The Fed now expects unemployment to rise through 2024 and the US economy to expand at less than 2% per year through 2025. This is undoubtedly a best-case scenario, as Powell recognized Wednesday that “a smooth landing is really difficult” and that those modest possibilities drop if the Fed needs to be more restrictive.
Coming Unemployment & Depression 2023
Yesterday, the Federal Reserve made history by authorizing a third consecutive 75-basis-point raise in an aggressive bid to combat the US economy’s white-hot inflation.
The massive increase, which was unthinkable to markets just months ago, brings the central bank’s benchmark lending rate to a new target range of 3% -3.25 %. This is the highest fed funds rate since the 2008 global financial crisis.
The Fed’s decision on Wednesday is the Fed’s biggest policy measure to combat inflation since the 1980s. It would also certainly inflict economic hardship for millions of American companies and people by increasing the cost of borrowing items such as houses, vehicles, and credit cards.
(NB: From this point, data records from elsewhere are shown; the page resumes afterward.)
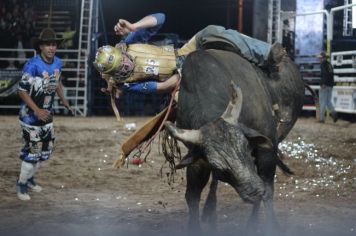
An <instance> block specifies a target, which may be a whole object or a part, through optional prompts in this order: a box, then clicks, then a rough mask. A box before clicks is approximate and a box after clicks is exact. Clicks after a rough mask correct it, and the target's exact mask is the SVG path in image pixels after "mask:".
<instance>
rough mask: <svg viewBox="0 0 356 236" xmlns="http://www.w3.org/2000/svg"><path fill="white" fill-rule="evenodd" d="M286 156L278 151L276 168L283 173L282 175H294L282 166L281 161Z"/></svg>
mask: <svg viewBox="0 0 356 236" xmlns="http://www.w3.org/2000/svg"><path fill="white" fill-rule="evenodd" d="M285 156H286V155H285V154H283V153H282V152H281V151H280V150H278V154H277V166H278V167H279V168H280V169H281V170H282V171H283V173H284V174H287V175H294V172H293V171H291V170H290V169H289V167H288V166H287V165H286V164H284V162H283V161H282V159H283V158H284V157H285Z"/></svg>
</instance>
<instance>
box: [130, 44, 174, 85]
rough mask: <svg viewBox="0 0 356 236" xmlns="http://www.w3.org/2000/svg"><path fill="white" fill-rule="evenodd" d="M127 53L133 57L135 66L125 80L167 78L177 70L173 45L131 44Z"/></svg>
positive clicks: (156, 79) (170, 75) (139, 79)
mask: <svg viewBox="0 0 356 236" xmlns="http://www.w3.org/2000/svg"><path fill="white" fill-rule="evenodd" d="M127 53H128V54H129V55H130V56H131V57H132V58H133V60H134V63H135V68H134V70H133V72H132V74H131V75H130V76H129V77H128V78H127V79H125V80H124V82H133V81H139V80H145V79H156V80H160V81H162V80H165V79H167V78H169V77H170V76H171V75H173V73H174V71H175V70H176V68H177V66H176V56H175V52H174V48H173V47H172V46H161V47H160V46H154V45H149V44H131V45H128V47H127Z"/></svg>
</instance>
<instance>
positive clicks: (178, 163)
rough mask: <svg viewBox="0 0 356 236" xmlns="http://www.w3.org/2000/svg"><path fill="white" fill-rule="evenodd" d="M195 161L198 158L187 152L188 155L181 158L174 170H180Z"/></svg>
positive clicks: (193, 162)
mask: <svg viewBox="0 0 356 236" xmlns="http://www.w3.org/2000/svg"><path fill="white" fill-rule="evenodd" d="M197 160H198V158H197V157H196V156H195V155H193V154H192V153H191V152H188V154H187V155H185V156H184V157H183V159H182V160H181V161H180V162H179V163H178V165H176V169H177V170H178V169H182V168H184V167H186V166H189V165H191V164H193V163H194V162H196V161H197Z"/></svg>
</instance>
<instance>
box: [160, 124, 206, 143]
mask: <svg viewBox="0 0 356 236" xmlns="http://www.w3.org/2000/svg"><path fill="white" fill-rule="evenodd" d="M165 126H166V130H167V131H168V133H169V134H170V135H172V136H173V137H175V138H176V139H178V140H180V141H182V142H183V143H191V144H195V145H200V144H201V143H202V134H201V132H200V130H186V129H179V128H177V127H176V126H175V125H174V124H173V123H172V122H170V121H166V122H165Z"/></svg>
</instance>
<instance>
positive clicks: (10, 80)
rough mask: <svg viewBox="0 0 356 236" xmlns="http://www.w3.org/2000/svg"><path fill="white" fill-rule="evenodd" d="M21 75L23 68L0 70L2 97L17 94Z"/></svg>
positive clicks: (0, 91) (0, 78) (1, 95)
mask: <svg viewBox="0 0 356 236" xmlns="http://www.w3.org/2000/svg"><path fill="white" fill-rule="evenodd" d="M21 76H22V71H21V70H0V97H7V96H9V95H12V94H15V93H16V91H17V84H18V82H19V81H20V79H21Z"/></svg>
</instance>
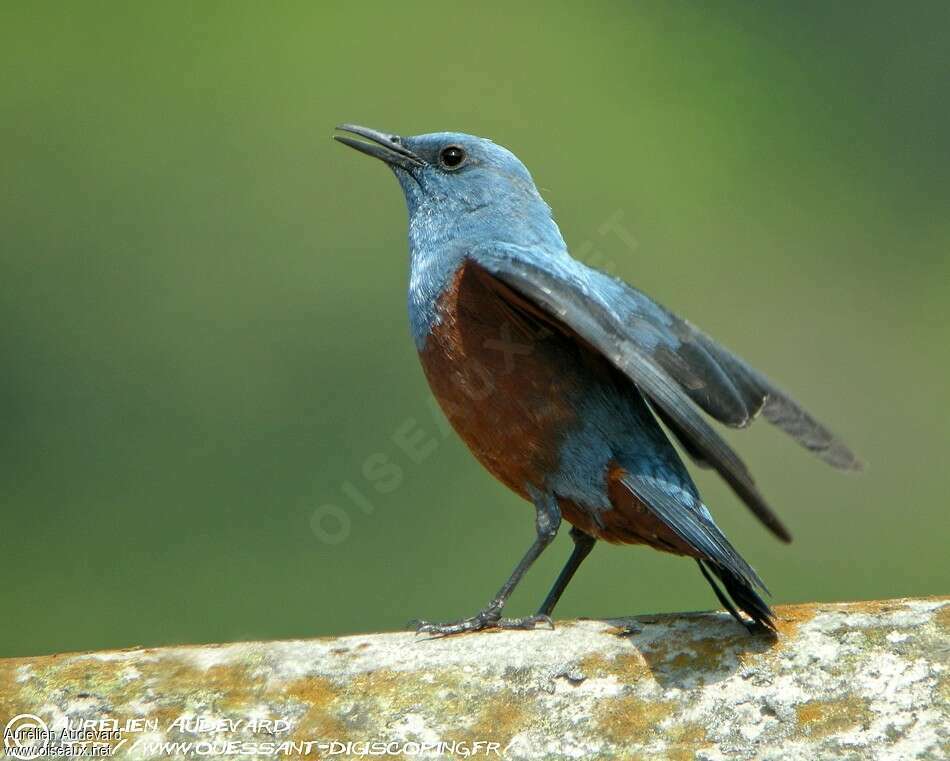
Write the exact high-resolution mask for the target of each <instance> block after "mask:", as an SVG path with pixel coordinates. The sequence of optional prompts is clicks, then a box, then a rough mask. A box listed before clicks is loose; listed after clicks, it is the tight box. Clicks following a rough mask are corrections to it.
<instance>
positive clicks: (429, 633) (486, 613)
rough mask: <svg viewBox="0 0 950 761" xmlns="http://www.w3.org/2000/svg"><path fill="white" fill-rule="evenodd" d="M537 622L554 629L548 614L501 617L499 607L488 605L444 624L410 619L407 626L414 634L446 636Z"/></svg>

Powell said as much yesterday: “We’ve probably in the housing market got to go through a correction to get back” to “reasonable” prices. Powell went on to say that home prices and rent would remain elevated. “Shelter inflation is going to remain high for some time. Hope for the best, plan for the worst,” he said. These are not exactly words of encouragement, especially when they come from the man whose job it is to ensure stable prices and maximum employment.
To recap, we don’t have stable prices, and Powell is about to wreck the stock market, unemployment, and real estate to slow inflation. This will most likely lead to a depression in 2023.